Davalı …Ş. vekili cevap dilekçesinde özet olarak; Hiçbir suretle davayı kabul anlamına gelmemekle birlikte; davaya konu kazaya karışan … plaka sayılı aracı müvekkili … nezdinde … numaralı Trafik Sigorta Poliçesi Karayolu Motorlu Araçlar Zorunlu Mali Sorumluluk Sigorta Poliçesi ile sigortalı olduğunu, müvekkilinin sorumluluğunun poliçe limiti ile sınırlı olup sigortalı araç sürücüsünün kusuru oranında ve zarar nispetinde olduğunu, davacı tarafın tazminat talebi üzerine uzman aktüerlerden alınan aktüer raporu sonucunda davacıya 30.10.2014 tarihinde 40.522.05 TL sakatlık tazminatı ödemesi yapıldığını, müvekkilinin bu ödeme ile sorumluluğu yerine getirdiğini, müvekkili şirket tarafından yapılan ödemenin güncelleştirilmesinin gerektiğini, davacı vekilinin davaya konu trafik kazası nedeniyle müvekkilinin vücudunda sürekli sakatlık oluştuğu iddiasının kabulü mümkün olmadığını, bu hususun ayrıca sağlık kurulu raporları da yönetmeliğe uygun olarak düzenlensinin gerektiğini, olay tarihi 27.05.2014 olup , 12 ay sakatlığın kalıcı ve stabil olması şartı saglanmadığını, bu nedenle müvekkilinden maluliyet tazminatı istenemeyeceğini, davacının müvekkili şirketten bakıcı gideri, tedavi gideri ve iş göremezlik tazminatı talep etmesinin haksız ve hukuka aykırı olduğundan reddinin gerektiğini, tedavi giderlerinden ve bakıcı giderlerinden, iş göremezlik tazminatından müvekkilinin sorumlu tutulamayacağını, davacının olay tarihinden itibaren ticari faiz talep etmesinin hukuka aykırı olduğunu belirterek; davanın reddine, yargılama giderleri ile ücreti vekaletin davacıya yükletilmesine karar verilmesini talep ve beyan etmiştir.

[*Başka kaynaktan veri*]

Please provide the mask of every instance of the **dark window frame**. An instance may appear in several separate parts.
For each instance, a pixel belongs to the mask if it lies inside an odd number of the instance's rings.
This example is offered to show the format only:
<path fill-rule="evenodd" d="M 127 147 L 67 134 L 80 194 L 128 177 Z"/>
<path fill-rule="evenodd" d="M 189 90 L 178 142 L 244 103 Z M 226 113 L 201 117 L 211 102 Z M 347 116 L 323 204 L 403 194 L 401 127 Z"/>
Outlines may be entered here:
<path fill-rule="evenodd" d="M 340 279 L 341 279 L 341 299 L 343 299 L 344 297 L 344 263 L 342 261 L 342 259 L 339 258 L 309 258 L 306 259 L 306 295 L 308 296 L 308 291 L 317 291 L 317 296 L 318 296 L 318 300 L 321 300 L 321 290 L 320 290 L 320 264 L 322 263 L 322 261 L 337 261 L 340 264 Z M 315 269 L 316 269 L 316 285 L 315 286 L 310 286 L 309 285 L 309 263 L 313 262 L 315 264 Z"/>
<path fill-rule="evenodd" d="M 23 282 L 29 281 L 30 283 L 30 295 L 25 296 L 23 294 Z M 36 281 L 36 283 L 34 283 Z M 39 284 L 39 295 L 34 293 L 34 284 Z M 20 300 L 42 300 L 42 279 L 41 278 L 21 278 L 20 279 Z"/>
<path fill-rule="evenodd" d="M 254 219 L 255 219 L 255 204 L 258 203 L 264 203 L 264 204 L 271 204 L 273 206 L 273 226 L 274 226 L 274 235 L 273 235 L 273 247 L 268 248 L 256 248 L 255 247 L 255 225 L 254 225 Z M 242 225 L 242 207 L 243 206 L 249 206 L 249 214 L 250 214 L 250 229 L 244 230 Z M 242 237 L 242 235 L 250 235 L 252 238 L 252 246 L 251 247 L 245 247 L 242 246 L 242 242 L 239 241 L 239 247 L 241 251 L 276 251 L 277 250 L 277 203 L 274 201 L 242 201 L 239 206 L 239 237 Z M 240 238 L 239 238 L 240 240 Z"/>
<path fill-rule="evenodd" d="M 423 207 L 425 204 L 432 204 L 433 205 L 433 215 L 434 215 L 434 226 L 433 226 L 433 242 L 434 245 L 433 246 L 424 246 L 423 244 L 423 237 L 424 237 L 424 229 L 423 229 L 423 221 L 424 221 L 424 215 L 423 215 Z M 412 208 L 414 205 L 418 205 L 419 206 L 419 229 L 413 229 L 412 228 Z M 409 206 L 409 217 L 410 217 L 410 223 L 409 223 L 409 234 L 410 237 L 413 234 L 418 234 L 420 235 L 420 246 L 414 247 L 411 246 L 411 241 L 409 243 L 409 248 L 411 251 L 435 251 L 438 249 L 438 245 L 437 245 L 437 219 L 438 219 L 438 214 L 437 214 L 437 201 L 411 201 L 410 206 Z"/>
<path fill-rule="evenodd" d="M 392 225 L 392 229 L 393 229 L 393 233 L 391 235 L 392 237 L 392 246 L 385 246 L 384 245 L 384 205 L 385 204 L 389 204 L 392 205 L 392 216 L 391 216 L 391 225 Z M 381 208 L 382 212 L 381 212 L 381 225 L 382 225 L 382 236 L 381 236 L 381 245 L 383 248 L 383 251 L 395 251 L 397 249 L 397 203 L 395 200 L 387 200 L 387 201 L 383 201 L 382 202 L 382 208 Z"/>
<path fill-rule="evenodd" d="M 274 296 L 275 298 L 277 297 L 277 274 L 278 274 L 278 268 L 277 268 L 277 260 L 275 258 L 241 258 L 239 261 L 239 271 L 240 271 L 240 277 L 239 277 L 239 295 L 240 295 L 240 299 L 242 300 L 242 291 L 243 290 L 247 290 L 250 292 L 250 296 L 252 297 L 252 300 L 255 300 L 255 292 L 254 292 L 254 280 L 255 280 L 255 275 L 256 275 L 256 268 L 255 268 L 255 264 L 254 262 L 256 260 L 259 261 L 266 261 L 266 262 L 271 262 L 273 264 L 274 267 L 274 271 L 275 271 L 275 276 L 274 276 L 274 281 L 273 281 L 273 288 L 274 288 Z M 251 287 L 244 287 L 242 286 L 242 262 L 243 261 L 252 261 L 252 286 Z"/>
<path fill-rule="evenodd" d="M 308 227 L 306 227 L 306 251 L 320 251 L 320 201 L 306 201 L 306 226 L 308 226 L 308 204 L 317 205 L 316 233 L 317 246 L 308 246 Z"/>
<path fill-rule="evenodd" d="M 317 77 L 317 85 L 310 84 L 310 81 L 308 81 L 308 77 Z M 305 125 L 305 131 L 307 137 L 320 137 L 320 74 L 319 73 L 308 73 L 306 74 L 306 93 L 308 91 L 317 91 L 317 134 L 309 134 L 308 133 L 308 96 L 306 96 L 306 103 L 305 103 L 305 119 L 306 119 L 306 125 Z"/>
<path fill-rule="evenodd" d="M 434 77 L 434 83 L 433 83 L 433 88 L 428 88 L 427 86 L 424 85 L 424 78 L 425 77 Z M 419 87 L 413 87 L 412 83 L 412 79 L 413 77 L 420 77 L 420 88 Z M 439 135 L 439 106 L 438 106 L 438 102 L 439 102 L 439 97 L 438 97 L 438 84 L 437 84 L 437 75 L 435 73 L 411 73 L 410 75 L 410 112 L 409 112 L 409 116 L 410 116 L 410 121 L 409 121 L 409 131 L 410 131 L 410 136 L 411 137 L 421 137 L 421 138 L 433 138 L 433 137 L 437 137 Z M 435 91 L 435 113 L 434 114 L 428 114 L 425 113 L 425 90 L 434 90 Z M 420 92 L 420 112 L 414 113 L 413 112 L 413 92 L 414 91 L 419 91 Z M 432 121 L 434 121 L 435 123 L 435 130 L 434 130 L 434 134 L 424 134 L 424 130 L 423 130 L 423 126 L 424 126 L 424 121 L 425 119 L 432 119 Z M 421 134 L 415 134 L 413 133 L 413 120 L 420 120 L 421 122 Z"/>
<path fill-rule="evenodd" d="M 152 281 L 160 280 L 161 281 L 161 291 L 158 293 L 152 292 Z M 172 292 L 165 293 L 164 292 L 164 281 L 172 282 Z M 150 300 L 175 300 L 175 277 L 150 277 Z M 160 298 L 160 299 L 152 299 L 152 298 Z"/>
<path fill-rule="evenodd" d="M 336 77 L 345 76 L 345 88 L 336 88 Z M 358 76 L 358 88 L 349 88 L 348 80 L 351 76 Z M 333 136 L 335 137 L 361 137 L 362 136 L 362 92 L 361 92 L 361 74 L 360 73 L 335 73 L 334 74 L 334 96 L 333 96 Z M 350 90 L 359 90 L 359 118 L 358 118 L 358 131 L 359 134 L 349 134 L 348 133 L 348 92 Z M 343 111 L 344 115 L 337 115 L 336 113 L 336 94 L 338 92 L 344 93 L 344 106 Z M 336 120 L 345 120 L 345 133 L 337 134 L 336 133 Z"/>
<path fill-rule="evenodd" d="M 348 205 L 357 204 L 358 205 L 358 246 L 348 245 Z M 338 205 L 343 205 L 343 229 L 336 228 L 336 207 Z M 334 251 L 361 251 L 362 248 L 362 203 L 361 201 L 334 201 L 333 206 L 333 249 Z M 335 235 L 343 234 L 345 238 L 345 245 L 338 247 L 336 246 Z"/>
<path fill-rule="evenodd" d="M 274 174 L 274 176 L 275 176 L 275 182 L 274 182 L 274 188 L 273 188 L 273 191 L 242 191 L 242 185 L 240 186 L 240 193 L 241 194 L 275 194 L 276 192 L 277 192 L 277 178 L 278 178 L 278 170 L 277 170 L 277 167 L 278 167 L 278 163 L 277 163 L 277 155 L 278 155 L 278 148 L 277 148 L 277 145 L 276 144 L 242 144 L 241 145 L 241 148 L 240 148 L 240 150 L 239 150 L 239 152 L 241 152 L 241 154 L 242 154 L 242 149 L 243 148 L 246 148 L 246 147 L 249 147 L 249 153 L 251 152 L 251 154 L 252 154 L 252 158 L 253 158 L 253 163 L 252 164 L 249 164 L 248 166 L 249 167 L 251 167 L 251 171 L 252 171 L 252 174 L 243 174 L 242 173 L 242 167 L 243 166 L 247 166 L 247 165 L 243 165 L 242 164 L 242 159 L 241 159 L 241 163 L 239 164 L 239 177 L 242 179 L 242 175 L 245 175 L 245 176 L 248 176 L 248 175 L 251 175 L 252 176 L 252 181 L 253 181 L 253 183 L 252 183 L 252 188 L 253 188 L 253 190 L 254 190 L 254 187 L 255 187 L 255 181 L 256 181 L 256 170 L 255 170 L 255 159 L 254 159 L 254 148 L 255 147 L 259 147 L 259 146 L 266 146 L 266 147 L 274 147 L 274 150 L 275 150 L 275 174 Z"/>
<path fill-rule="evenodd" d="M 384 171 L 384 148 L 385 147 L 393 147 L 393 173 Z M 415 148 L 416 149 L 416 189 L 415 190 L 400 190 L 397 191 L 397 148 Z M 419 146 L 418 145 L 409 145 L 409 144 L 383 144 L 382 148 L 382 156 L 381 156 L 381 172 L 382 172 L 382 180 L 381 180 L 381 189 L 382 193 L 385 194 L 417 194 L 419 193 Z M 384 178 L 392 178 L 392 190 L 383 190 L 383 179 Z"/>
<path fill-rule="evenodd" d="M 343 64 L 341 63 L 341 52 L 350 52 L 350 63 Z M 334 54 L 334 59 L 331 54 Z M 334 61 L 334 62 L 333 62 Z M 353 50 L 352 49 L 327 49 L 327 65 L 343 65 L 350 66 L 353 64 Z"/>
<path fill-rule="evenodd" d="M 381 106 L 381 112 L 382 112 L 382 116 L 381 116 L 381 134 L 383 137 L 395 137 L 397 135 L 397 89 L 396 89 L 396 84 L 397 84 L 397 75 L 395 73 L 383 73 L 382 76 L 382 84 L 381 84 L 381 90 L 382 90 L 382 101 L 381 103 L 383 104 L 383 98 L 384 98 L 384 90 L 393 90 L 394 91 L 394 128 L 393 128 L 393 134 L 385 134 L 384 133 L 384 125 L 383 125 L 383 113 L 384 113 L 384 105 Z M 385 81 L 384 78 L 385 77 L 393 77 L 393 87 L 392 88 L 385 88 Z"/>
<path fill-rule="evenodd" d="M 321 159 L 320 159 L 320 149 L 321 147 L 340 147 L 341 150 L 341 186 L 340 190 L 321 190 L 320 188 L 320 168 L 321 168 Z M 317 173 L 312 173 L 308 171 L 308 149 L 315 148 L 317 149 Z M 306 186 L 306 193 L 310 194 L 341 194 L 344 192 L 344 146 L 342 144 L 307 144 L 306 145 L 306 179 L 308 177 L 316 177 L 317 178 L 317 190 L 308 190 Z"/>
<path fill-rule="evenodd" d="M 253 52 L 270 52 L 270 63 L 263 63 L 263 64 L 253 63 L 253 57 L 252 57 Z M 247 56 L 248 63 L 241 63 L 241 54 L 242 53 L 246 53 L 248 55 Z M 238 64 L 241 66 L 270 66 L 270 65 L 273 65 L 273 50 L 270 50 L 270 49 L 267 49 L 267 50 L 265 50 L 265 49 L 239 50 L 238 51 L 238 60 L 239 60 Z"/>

Davalı … cevap dilekçesinde özet olarak; dava konusu trafik kazasına sebep olanın kendisi olmadığını, kusurun … plaka sayılı motoru satmış olduğu sürücü …’ta olduğunu, kendisine ilişkin tazminat taleplerinin hiçbir yasal dayanağı bulunmadığını belirterek; davanın reddine karar verilmesini talep ve beyan etmiştir.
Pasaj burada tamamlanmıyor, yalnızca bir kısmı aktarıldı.